Thursday, October 20, 2016

Walsingham, Volume IV.

One of the most prevalent themes that struck me while reading Walsingham’s fourth volume was that of the consistent irony both portrayed and enacted by the character himself, both throughout the novel as a whole and in leading to the ultimate climax of Sidney’s true gender revealed. Specifically in Volume IV, we see Walsingham more than eager to conclude that “the young lord was duped, and self-love was mortified” (379) following Lord Kencarth’s erroneous judgment of charging forth upon the wild horse and subsequent injury – a pattern of rash behavior and resulting wounds that we are far too often familiar with in context of Walsingham’s own actions. Then in attempt to converse with Isabella after his forceful meeting with Sidney in the coffee shop, Walsingham endures with much self-satisfied indifference the attacks of Mrs. Blagden, entreating her at one point to “Rail on… the dead cannot hear, and the living despise thy malice” (410) – only to turn and in the next moment himself pour forth a seemingly frivolous, emotionally-unbound entreaty to Isabella in the form of poetry. Finally, we see the culmination of Walsingham’s obstinate irony in claiming so fervently (and almost proudly) personal victimhood and suffering throughout our novel’s course, only to switch focus to a gusty lament for blindness to his cousin’s constant peril, begging for a reason as to why he had “so long been deprived of such a pure and generous friend” (493) while the reader is left to fight the urge to roll their eyes.

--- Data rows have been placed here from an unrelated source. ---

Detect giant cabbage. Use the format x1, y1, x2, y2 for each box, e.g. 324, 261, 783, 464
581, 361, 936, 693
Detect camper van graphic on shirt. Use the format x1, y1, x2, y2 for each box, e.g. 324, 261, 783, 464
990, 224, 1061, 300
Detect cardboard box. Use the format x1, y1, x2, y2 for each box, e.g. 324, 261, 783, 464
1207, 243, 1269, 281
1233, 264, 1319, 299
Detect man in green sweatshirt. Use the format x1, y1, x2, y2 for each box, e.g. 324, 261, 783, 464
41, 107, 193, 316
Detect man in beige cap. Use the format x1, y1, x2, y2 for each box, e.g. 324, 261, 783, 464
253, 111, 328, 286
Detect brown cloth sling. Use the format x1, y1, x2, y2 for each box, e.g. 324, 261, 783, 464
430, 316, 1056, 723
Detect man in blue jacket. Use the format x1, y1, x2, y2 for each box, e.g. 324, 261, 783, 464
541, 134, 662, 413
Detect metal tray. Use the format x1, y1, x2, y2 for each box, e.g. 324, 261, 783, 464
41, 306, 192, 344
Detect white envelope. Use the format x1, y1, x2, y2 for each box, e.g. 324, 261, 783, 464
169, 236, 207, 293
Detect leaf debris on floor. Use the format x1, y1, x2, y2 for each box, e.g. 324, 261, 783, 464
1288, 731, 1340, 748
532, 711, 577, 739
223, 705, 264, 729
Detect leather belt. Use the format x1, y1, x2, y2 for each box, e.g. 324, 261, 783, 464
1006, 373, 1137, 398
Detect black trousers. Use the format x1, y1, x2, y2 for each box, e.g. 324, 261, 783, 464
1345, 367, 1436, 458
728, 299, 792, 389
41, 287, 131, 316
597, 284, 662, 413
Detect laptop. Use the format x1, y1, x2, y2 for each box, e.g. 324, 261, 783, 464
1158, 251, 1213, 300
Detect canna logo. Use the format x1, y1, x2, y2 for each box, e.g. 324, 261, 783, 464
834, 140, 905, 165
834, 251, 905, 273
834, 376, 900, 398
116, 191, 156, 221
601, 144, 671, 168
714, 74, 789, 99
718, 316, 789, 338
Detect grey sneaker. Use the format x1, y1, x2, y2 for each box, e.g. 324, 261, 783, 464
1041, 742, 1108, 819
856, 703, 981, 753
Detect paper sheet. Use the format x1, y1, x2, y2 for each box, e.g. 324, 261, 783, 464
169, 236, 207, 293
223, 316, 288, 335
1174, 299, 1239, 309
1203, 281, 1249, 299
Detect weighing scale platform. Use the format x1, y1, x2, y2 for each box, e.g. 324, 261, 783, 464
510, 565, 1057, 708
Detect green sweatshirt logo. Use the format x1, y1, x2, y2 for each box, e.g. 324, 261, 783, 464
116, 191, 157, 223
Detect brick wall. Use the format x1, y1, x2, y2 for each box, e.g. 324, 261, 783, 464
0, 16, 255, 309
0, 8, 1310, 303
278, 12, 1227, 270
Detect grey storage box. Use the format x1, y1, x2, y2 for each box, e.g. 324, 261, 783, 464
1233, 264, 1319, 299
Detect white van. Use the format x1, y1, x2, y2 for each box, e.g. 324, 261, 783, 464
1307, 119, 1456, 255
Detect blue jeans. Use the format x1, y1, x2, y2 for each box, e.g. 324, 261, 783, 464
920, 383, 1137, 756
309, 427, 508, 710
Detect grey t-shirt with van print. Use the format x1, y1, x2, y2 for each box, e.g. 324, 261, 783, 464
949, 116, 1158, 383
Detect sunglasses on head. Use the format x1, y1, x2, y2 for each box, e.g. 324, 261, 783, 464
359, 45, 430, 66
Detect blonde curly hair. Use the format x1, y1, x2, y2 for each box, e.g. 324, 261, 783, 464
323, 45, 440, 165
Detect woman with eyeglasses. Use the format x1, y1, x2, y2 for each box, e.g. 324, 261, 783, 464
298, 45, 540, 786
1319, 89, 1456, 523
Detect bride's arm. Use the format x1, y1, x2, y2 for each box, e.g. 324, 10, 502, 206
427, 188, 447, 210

In the context of differences of education between genders, this irony seemed to me to ask whether we might consider Walsingham’s torment one shaped of his own making, and thus the subsequent results of such torment intentfully enacted upon those he cares for, or if his seeming blindness might be instead caused by the structure instilled by male education, reinforced by the weight of society’s expectations upon young men – who are pressured to be self-sufficient and independent in all matters. In this light, I felt it might be possible to ultimately view Walsingham as an unknowing victim of the part of himself molded by his environment, which is then carried forth by his own emotional and proud personality, even as he makes such rightfully judgment-worthy faults.